This is almost our catch phrase. In every class we teach Kimberly and I always say that the answer to every question about SQL Server *starts* with "It depends" – except one: "should auto-shrink be enabled?" :-)

Seriously though, there's a bit of an unnecessary backlash against the phrase "it depends" and I'd like to clarify why we think it's a totally valid way to start an answer.

I think the backlash stems from consultants and trainers using it as the answer to any question they don't know the answer to and then not expounding any further. That's a crappy way to answer a question as "it depends" on it's own doesn't really provide anything useful and I can totally understand people getting frustrated by that. I think that people would be much better answering "I don't know" rather than trying to cover up lack of knowledge by simply saying "it depends" – there's no shame in admitting you don't know something – nobody knows everything about SQL Server.

I find the denigration of the phrase annoying though, as nearly all the answers really do start with "it depends". I don't want this to turn into one of those marketing-ish 'hire-us' blog posts, but one of the reasons Kimberly and I are so well-known for saying "it depends" is because we spend so much time in our classes explaining *why* it depends, *what* it depends on, and *when* it depends. Occasionally I can even say *who* made it depend too :-) We even have "It depends" emblazoned on the back of our SQLskills instructor t-shirts.

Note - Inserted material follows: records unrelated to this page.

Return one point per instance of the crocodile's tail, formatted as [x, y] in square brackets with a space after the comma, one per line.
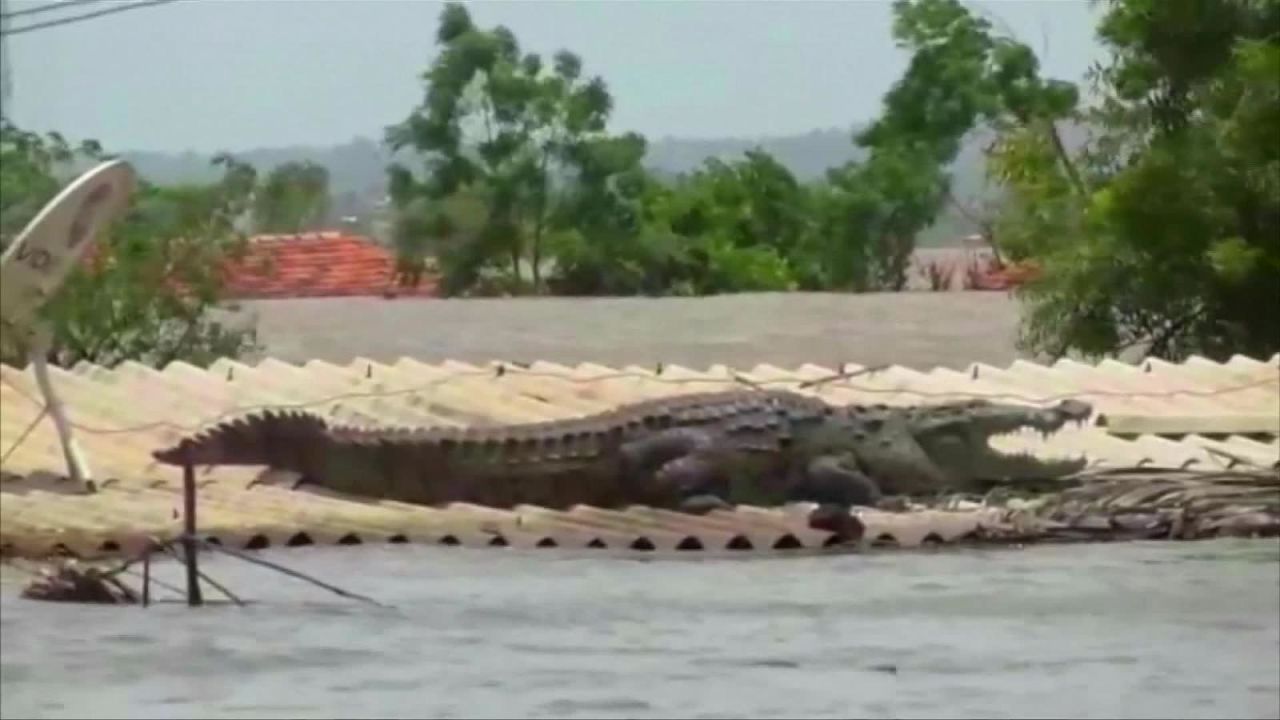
[279, 440]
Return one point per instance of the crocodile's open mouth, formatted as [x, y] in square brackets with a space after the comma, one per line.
[959, 438]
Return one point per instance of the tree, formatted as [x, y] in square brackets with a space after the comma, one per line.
[1169, 240]
[499, 127]
[292, 197]
[149, 290]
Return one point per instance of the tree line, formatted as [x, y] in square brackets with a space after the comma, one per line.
[1162, 231]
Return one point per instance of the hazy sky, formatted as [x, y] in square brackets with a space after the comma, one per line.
[209, 74]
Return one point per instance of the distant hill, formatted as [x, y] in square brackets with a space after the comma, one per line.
[357, 168]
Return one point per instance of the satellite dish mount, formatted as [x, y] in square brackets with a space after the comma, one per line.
[36, 265]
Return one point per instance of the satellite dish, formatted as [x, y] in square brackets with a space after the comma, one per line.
[39, 261]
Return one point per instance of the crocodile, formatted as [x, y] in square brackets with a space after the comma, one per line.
[691, 452]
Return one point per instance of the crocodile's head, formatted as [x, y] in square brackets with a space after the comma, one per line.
[922, 449]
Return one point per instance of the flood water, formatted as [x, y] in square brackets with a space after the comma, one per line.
[1107, 630]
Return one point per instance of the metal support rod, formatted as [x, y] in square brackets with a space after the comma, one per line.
[291, 573]
[146, 575]
[215, 584]
[188, 525]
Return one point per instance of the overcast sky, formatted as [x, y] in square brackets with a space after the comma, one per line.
[210, 74]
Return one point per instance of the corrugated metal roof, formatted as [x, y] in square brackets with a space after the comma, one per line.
[126, 413]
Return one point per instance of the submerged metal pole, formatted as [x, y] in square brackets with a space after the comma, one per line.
[188, 525]
[146, 575]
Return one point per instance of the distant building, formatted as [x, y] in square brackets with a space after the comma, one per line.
[320, 264]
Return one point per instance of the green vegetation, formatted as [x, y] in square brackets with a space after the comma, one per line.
[146, 290]
[1161, 229]
[292, 197]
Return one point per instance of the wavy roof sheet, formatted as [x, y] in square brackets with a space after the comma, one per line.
[1220, 415]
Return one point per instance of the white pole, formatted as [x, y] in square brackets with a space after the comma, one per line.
[77, 466]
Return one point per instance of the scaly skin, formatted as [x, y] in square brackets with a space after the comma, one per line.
[690, 451]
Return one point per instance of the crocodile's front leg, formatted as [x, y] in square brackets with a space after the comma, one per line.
[699, 481]
[835, 479]
[679, 461]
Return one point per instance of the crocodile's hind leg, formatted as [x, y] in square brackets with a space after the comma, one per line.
[833, 479]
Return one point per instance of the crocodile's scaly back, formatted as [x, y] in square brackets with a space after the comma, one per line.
[549, 463]
[743, 443]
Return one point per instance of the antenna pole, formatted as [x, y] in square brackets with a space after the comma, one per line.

Almost as bad as saying "it depends" without the follow-on explanation is saying the answer is *always* such-and-such. That can be really damaging as nothing is black-and-white (except not using auto-shrink! :-) but teaching that it is can lead to propagation of misleading information out into the community.

My challenge to you: next time you hear someone say "it depends", ask them to explain. You'll get a really good feeling for their depth of knowledge and honesty if they can explain to your satisfaction, as otherwise "it depends" is really saying "I don't know".

And don't be scared to say "I don't know" – you'll get way more respect than trying to BS an answer.